Une femme respectable serait le dernier film de Bernard Émond, l'un des cinéastes québécois les plus importants du 21e siècle et réalisateur notamment de La neuvaine (2005) qui s'impose comme son chef-d'oeuvre. Si c'est le cas, il s'agit d'un chant du cygne tout à fait honorable.
Se déroulant à Trois-Rivières pendant la crise économique qui sévit toujours au début des années 1930, son neuvième long métrage de fiction se concentre sur le destin de Rose (Hélène Florent), une bourgeoise qui accepte de prendre soin des enfants que son mari jobeur (Martin Dubreuil) a eu à l'extérieur de leur mariage. Elle le fait par charité chrétienne ou pour des raisons personnelles?
Peu importe, il s'agit d'un magnifique portrait de femme, dont l'auteur est passé maître, de La femme qui boit (2001) à Pour vivre ici (2018). Rose est sans doute l'une de ses héroïnes les plus captivantes et complexes, ne se livrant pas totalement, voulant le bonheur des autres en les enfermant dans une cage dorée. Sa solitude est totale, alors qu'elle apparaît seule dans le cadre de l'écran, réfrénant constamment ses désirs et ses pulsions, jusqu'à une conclusion crève-coeur. Son interprète Hélène Florent (Les oiseaux ivres) livre une nouvelle performance splendide, encapsulant son jeu dans les non-dits propres à son créateur. Elle forme un duo marquant avec Martin Dubreuil (la retenue lui va comme un gant), développant des rapports humains qui rappellent ceux des classes sociales.
La froideur de la protagoniste se réchauffe comme ces icebergs à la dérive, au fil des mois d'hiver qui finiront bien un jour par se terminer. Un tango entre l'ombre et la lumière que le metteur en scène illustre magnifiquement. La superbe photographie de Nicolas Canniccioni capte aisément le regard, à l'instar de la demeure de Rose qui est une continuité de sa personnalité. La pénombre règne dans ce lieu chargé, accueillant et étouffant à la fois.

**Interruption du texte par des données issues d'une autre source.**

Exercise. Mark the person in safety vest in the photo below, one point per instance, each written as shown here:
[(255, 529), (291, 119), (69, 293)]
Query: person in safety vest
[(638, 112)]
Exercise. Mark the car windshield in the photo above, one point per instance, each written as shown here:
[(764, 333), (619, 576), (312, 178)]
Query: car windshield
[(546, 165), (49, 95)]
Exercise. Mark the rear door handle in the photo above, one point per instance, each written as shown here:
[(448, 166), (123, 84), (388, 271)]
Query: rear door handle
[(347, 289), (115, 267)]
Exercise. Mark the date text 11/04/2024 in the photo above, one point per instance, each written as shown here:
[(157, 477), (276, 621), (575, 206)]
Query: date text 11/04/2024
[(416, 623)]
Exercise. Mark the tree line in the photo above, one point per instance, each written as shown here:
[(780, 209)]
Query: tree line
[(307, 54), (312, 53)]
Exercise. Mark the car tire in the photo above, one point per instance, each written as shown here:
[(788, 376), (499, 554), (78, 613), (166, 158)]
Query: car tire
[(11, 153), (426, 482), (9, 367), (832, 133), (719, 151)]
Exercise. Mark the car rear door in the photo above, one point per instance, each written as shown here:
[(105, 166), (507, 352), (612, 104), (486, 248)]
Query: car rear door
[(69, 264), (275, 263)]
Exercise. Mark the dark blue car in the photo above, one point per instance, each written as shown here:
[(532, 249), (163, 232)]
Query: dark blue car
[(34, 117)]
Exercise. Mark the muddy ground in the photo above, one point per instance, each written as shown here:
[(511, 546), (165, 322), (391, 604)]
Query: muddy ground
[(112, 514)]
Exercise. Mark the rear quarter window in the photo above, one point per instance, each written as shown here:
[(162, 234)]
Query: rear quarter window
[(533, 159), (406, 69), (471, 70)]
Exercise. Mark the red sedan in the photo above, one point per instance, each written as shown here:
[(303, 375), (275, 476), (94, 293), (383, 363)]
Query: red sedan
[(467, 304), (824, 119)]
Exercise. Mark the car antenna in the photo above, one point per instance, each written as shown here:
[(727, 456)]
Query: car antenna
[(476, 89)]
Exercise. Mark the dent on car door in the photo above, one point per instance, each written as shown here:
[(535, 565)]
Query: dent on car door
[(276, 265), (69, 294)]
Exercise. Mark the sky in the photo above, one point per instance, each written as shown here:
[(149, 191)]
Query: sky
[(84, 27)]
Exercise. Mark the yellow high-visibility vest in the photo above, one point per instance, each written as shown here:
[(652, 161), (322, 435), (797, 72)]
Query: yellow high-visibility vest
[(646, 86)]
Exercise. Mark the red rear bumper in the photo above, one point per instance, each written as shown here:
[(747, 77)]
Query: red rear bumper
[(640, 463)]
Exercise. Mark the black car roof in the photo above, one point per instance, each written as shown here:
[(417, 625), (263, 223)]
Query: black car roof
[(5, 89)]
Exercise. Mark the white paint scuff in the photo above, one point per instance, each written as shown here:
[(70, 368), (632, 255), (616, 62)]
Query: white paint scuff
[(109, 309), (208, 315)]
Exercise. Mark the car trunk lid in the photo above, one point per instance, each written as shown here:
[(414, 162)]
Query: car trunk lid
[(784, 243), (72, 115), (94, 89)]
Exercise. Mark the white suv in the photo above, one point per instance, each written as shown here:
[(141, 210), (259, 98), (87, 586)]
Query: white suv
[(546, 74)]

Malgré quelques échappées vers l'extérieur, il s'agit d'un drame de chambre, dont les échos au cinéma d'Ingmar Bergman sont palpables au fil d'une réalisation étudiée dont le rythme lent privilégie l'observation à l'action ou aux dialogues.
En adaptant la nouvelle Toute la vie, le coeur en peine de Luigi Pirandello (un auteur italien que les frères Taviani ont déjà porté à l'écran avec le magistral Kaos), Bernard Émond continue à traiter de ses thèmes de prédilection - la perte des repères, la quête des valeurs dans un monde dominé par l'argent - tout en posant un regard contemporain sur le Québec d'aujourd'hui. Celui à la croisée des chemins, marqué par la crise économique, qui doit apprendre à tendre la main et vivre avec sa propre conscience. Contrairement à ses précédents efforts (comme Le journal d'un vieil homme et Tout ce que tu possèdes), il a eu la présence d'esprit de tenir la narration au minimum, préférant le silence aux mots. La charge humaine, sociale et émotionnelle se veut ainsi moins didactique, plus subtile, même si quelques passages demeurent trop démonstrateurs.
Après quelques essais plus discutables, Bernard Émond renoue avec l'essence de son cinéma : un art de gravité où la dignité finit par avoir le dernier mot. En voilà un qui risque de nous manquer, même si la retraite n'est pas une fin en soi (parlez-en à Hayao Miyazaki).